On Sun, 12 Jan 2020, Sven Schreiber wrote:

Am 12.01.2020 um 09:53 schrieb Ioannis Venetis:

( Windows 10 Home
Intel(R) Core(TM) i7-8565U CPU @ 1.80GHz 1.99 GHz
Installed memory(RAM) 16.0GB)
with 2020a-git build date 2020-01-11

There were two snapshots with that date I believe. I'm using the one
from "right now" (half an hour ago or so).

The problem does not go away, ratios stay the same.

I did some testing on Windows 10 today, and I saw the same: eigen() a lot faster than eigensym(), with the update to openblas 0.3.7 not making an appreciable difference.

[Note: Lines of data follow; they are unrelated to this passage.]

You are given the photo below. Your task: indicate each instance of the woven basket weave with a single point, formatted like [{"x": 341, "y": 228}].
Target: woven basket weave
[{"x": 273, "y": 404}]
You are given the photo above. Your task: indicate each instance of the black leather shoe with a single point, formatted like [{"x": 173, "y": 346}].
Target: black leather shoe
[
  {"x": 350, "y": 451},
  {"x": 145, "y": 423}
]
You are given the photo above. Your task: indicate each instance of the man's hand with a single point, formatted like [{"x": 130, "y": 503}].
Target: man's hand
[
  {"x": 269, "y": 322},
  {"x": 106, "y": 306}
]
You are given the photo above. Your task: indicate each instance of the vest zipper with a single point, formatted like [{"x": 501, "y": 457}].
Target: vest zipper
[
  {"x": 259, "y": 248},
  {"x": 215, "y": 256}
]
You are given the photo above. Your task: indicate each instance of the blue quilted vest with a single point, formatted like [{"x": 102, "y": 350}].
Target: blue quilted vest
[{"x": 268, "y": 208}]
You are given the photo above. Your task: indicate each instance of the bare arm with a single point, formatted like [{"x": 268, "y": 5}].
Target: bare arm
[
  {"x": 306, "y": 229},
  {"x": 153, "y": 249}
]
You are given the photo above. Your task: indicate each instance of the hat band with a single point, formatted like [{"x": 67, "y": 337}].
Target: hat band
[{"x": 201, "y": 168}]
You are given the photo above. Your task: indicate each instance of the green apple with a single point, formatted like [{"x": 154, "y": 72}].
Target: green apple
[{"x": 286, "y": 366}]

I also found: (a) disabling the symmetry test in eigensym made essentially no difference; (b) restricting the number of OMP threads to the number of real cores didn't change the ordering; and (c) running the script via gretlcli rather than the GUI didn't make a difference (it shouldn't, of course, but just checking).

But... I did find that if you scale up the order of the input you eventually reach a breakeven point then eigensum overtakes. On the haswell laptop I was using the breakeven was around order 80, and by order 90 eigensym was substantially faster (on Windows, just to be clear).

In further testing on Linux/haswell I saw that eigensym was much faster at order 40, but actually it was slower in the "tiny" case (order 4), though nothing like as much as on Windows. I also saw that both dsyev and dgeev appear to do multi-threading.

Pending a proper understanding of what's going on. maybe we should make eigensym() divert to eigen() on Windows for order less than 90 or so.